Hobbes: State of Nature and the Sovereign
January 14, 2014
The Natural Condition
• Hobbes discusses America (briefly), but claims that it is not exactly a historical
thesis – never actually happened universally. However, people do exist in this
condition in America.
• This brutal condition begins with the equality of all men – exists in both physical
strength and faculties of mind. From here stems the idea that all individuals have
the capacity for equal intelligence.
• The general condition of distrust arises amongst individuals. To achieve
individual security, one must anticipate and strike first.
• Desire for competition, distrust, and desire for glory are the principle causes of
• War (in the context of Hobbes) refers to the lack of assurance of peace – the
constant threat and/or will to die.
• Looking at Hobbes’ theory, Hobbes presupposes speech – necessary to successful
human existence and community.
• Hobbes compares selfpreservation to the covenant (Leviathan), creating the state
(compares it to the Bible).
• Sovereignty (for Hobbes) is very apparent in the individual – it is power. He is
the predominant theorist regarding sovereign power. It is the soul!
• Through the covenant, legitimacy of the sovereign is created and maintained.
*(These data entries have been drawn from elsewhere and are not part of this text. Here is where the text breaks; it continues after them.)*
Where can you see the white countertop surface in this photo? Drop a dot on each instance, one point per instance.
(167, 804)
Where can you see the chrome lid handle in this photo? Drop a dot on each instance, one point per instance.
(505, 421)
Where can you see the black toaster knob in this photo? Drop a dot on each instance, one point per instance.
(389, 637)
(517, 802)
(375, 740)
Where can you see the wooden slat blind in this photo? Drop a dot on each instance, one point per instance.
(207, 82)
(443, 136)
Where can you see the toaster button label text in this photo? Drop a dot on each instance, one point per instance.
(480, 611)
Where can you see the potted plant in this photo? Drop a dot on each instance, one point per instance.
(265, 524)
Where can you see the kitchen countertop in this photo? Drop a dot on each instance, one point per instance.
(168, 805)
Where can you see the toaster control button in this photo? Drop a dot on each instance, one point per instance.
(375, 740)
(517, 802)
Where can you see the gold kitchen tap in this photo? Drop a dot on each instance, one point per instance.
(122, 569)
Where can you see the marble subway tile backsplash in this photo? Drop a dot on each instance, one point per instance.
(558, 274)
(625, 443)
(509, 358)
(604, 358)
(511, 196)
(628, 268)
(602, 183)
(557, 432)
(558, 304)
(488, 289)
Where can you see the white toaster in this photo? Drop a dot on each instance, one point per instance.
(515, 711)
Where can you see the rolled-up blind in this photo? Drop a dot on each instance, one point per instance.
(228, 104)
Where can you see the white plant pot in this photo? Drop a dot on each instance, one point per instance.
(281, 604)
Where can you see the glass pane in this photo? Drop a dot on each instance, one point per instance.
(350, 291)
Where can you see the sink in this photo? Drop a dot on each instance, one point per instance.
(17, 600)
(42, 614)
• Individuals must create a sovereign so that we can be taken beyond this state of
suffering and misery.
• In comparing this to Aristotle, Hobbes disagrees (humans are NOT social and
political animals): our actions can only be directed by a sovereign that can block
our natural desires through fear.
• Artifice is significant in that community is not natural (for Hobbes) – we have to
create a state through Artifice (humans are not social and political by nature – it
must be forced/created).
• In the cover illustration, Hobbes articulates:
o The monarch is made of the sum of the people (all facing upwards). The
sovereign/leviathan is the sum of all individuals.
o The sword is reflective of the secular power – in combination with the
scepter, is symbolic of the unity of these two (secular and religious
o Reflective of the act of coming together to create the sovereign – a mutual
contract made between all individuals.